The passing year has been another deadly one for journalists, with at least 109 journalists and media staff killed in targeted killings, bomb attacks and cross-fire incidents, according to the annual report by the International Federation of Journalists (IFJ). Reporters Without Borders (RSF)’ annual round-up puts the figure at 110 – in addition to 27 citizen-journalists also killed in 2015. In total, 787 journalists have been killed since 2005, according to RSF.
The very high number of journalists killed in 2015 (although there was a slight drop from 2014) reflects the increasingly deliberate use of violence against journalists. It is also indicative of the failure of initiatives designed to protect journalists and of the near absolute impunity for such crimes.
2015 was marked, in particular, by an increase in targeted terrorist attacks against journalists. French journalists paid a disproportionately high price when terrorists gunned down media workers at the French satirical magazine Charlie Hebdo in Paris. In the United States, the killing by a disgruntled ex-employee of two former colleagues at US TV WDBJ in Virginia took place in front of a global TV audience during a live transmission.

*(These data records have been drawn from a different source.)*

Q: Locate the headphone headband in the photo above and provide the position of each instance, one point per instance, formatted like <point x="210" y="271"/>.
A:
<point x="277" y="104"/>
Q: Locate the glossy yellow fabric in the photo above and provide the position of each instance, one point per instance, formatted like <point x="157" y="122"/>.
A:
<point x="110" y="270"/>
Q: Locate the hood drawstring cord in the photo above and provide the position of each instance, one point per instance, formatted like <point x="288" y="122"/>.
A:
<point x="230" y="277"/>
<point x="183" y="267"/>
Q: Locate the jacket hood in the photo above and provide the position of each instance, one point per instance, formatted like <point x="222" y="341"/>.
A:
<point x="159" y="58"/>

In response to the increasing violence against journalists, Jim Boumelha, IFJ President, is calling for UN Secretary General Ban Ki-moon and the heads of UN agencies to enforce international laws protecting journalists. “The attacks in Paris shocked the world and put on the world stage the tragedy of the drip-drip slaughter of journalists worldwide, which are today the only professional group that pays so dearly for just doing the job… Journalism is put daily to the sword in many regions of the world, where extremists, drug lords and reckless warring factions continue murdering journalists with impunity.”
The IFJ 2015 list names the 109 journalists and media staff killed across 30 countries, together with 3 who died of accidental deaths.
This year, the killing of journalists in the Americas topped the toll, at 27 dead. For the second year in a row, the Middle East comes second, with 25 deaths. Asia Pacific comes third, with 21– a drop on last year due to the big fall in violence in Pakistan. Africa is in fourth place with 19 dead, followed by Europe with 16.
The Federation is urging the UN to take concrete measures through its Action Plan for the Safety of Journalists and take a strong stand against impunity for crimes targeting journalists. The IFJ ran a three-week campaign this year to hold governments accountable for the lack of investigation of crimes against journalists, which leads to the erosion of freedom of expression across the world.